That the race has resulted in the selection of major party candidates whose negatives in polling are staggeringly high makes one wonder about the nature of legitimacy and its role in any selection process. Unsurprisingly, I find relevance in a recent episode of the HBO series Game of Thrones.

Most of the fictional kingdoms in the show establish political legitimacy via hereditary monarchy, although there’s always a little room for assassination and conquest. But over in the Iron Isles, they seem to have other options. They have a ritual known as “Kingsmoot” where someone who thinks he or she has a better claim to the throne can make the case publicly, and it’s general acclaim in the Kingsmoot that bestows legitimacy. It’s not pure democracy; it doesn’t seem as though all of the people are invited. But a claimant must persuade a clear majority of the assembled nobles. The heir of the previous ruler isn’t automatically entitled to rule, although one assumes it would be a good starting point.

In the show, Theon, the oldest male heir to the previous king returns home shortly after the king has died, and everyone assumes this is because he wants to stake a claim to the throne. This is actually not true; he doesn’t feel capable of ruling and was returning home for other reasons. However, his sister Yara is interested in staking a claim to the throne. She has proven qualities as a warrior, but many at the Kingsmoot are uneasy about the idea of a female ruler. Theon publicly announces his support for her, and the crowd starts to come around to the idea, until another claimant comes forward, at which point things take an unexpected turn.

It turns out the previous king was murdered by his brother Euron—and it’s Euron who comes forward to challenge Yara for the throne.

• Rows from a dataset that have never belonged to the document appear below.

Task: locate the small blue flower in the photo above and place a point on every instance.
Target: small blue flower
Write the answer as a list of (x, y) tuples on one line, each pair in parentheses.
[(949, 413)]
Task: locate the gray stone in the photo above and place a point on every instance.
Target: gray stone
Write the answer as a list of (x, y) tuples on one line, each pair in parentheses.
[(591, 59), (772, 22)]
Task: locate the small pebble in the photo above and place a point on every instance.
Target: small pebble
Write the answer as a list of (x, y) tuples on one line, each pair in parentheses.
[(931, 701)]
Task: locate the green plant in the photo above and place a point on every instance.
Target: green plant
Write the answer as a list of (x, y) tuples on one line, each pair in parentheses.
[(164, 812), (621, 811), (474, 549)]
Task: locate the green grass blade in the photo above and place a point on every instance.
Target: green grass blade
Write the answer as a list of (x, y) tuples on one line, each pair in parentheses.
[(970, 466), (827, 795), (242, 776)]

He publicly announces that it was he who killed his brother; indeed he justifies this in terms of what is best for their kingdom. And his argument that it was best for the kingdom persuades enough of the Kingsmoot to acclaim him as king. To an outsider, this seems strange—you put yourself in a position to ascend to the throne by killing the king, and use the murder as a selling point for the virtues of your kingship. But to them, it makes perfect sense. Since Euron persuades the Kingsmoot, he not only becomes king, he has legitimacy.

Legitimacy is as important as the formal process of selection. The king’s commands are useless if no one follows them. What actually accomplishes things is people doing what the king says. Euron’s first act is to order everyone to commence building ships—which they do. Euron himself cannot build a fleet of ships. What matters is that everyone accepts the legitimacy of his rule and therefore will follow his commands.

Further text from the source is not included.